Fiction Reviews


Old Twentieth

(2005) Joe Haldeman, Ace, 6.50 (approx), pbk, 285 pp, ISBN 0-441-01343-0

 

Not long into the 21st century and biomedicine had advanced to such a level that there was a major breakthrough in antiagetics so that human longevity increased so much that people were effectively immortal. In the 22nd century the first starships set off for Beta Hydrii where a planet with free oxygen and water has been detected. Old Twentieth is nominally the story of this small fleet of ships setting out.

Now I say 'nominally' because actually the plot and the action, though embedded in this journey, are actually not really what the book is about. First off the starships are not of the faster than light (FTL) or jump drive type. It is bog standard Newtonian-Einstein, which means getting to Beta Hydrii is going to be a long slog. But this is not a problem for a crew of near immortals. What is a problem is boredom, being cooped up for decades and centuries. However this is overcome by virtual reality and the popularity of the earlier and simpler time of the 20th century (the first century from which there is sufficient photographic documentation to base a virtual recreation). This then is from whence the book's title Old Twentieth comes.

All fair and square, but there is a problem that forms the plot's fulcrum: people are beginning to die in this virtual reality and, according to reports, back on Earth too. What is going on?

Now we do not often review North American books not available in the UK but Old Twentieth has attracted a fair bit of favourable coverage on the other side of the Atlantic, and of course it is becoming increasingly easier to get imports over here not to mention these days, with the strength of the pound, often at no extra cost. So what is all the fuss about?

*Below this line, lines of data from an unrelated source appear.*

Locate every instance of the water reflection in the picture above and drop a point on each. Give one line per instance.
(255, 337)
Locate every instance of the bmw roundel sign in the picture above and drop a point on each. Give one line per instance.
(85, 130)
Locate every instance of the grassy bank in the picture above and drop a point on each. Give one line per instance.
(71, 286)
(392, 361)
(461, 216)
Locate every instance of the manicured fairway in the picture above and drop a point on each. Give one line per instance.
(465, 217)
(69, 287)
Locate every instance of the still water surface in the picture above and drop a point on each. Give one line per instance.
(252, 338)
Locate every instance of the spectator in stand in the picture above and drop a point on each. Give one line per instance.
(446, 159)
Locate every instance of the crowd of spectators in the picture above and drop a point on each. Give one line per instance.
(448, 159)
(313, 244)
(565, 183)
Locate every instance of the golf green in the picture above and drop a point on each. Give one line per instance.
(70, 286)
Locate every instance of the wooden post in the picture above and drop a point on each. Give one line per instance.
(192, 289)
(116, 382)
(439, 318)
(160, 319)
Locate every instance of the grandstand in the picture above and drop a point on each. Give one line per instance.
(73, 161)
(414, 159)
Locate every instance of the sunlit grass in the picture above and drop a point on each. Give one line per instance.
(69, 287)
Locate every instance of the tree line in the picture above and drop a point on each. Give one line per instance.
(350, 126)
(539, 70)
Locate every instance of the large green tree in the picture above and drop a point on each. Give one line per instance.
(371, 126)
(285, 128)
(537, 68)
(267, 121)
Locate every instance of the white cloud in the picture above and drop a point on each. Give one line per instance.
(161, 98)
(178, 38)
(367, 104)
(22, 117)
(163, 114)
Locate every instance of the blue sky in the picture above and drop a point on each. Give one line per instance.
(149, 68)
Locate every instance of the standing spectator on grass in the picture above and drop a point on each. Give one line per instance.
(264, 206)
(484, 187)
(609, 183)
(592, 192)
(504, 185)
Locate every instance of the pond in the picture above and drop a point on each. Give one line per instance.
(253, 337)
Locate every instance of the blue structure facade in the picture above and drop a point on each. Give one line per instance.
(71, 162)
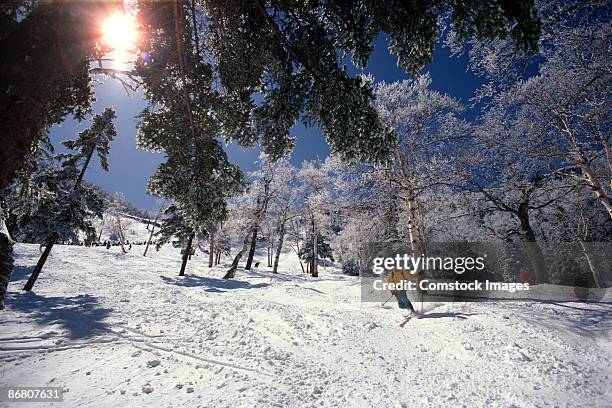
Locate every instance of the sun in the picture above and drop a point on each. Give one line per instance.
(119, 32)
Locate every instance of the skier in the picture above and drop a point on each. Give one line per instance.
(396, 276)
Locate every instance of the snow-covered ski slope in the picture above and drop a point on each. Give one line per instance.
(119, 330)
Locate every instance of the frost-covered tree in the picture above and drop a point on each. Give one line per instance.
(427, 129)
(314, 180)
(56, 201)
(254, 206)
(560, 94)
(295, 55)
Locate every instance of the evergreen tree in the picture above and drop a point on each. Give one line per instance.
(57, 202)
(175, 227)
(181, 119)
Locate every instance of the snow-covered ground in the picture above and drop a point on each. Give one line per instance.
(123, 330)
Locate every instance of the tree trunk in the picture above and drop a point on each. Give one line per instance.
(231, 272)
(597, 278)
(315, 253)
(252, 250)
(279, 248)
(211, 251)
(536, 256)
(597, 187)
(41, 262)
(153, 228)
(6, 261)
(186, 255)
(416, 242)
(101, 229)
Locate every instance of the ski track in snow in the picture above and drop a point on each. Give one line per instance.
(110, 327)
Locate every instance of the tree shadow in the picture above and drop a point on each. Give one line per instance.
(210, 284)
(458, 315)
(81, 316)
(20, 272)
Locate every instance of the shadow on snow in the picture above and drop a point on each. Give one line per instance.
(211, 284)
(81, 316)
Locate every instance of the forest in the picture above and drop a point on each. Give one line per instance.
(247, 284)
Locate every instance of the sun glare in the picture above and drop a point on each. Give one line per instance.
(119, 32)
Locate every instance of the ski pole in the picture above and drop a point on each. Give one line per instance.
(386, 301)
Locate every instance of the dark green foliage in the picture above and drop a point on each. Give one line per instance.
(182, 120)
(350, 268)
(49, 196)
(45, 53)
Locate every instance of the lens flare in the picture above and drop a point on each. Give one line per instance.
(119, 32)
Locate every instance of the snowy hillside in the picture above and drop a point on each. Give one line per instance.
(123, 330)
(134, 229)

Well the answer probably is that Old Twentieth has enough sense-of-wonder for two novels! The first third of the book sets up the situation explaining how longevity increased and its impact on the global society. This includes war and many billions dead. This alone contains enough ideas to fill a novel itself. So the first third of the book rips along at a cracking pace with part of the time spent in the 'old twentieth', part on a starship and part filling in the history of the 21st century. And then there is the final third of the book which sees the unfolding of the mystery of the deaths in virtual reality with a neat (albeit a little obvious to those versed in SF) twist at the end. I will not spoil this last for you as you will either see it coming, or not, but just one example of previous usage is by Philip Dick (1970). I should also say that this is not to decry Haldeman as not only does SF have its oft used tropes (such as space travel), but fiction is replete with well worn plots (such as boy-meets girl and variations and extensions thereof). However given the balance of the reasonably inventive 21st century given us in the book, the old twist may not live up to what a seasoned SF reader might expect. The other thing that gave me slight pause, was that after a really cracking and fast paced first third, the plot does not just shift down a gear into cruise mode, but seems to go really slow with some messing around in the ship's galley as a means of establishing detail of the onboard scene. Maybe it is just me?

Aside from the afore, Old Twentieth is at the end of the day an above average hard SF yarn. Haldeman delivers his war scenes with a bit of a hard edge: something we expect of him. Other than the mid-section, there is plenty going on, and the reader has an enjoyable ride. While Old Twentieth will not be remembered down the decades as has been his Forever War, it is a sound read and Haldeman's regulars will enjoy it as will many others. All of which begs the question why is he not published more often over this side of the Atlantic?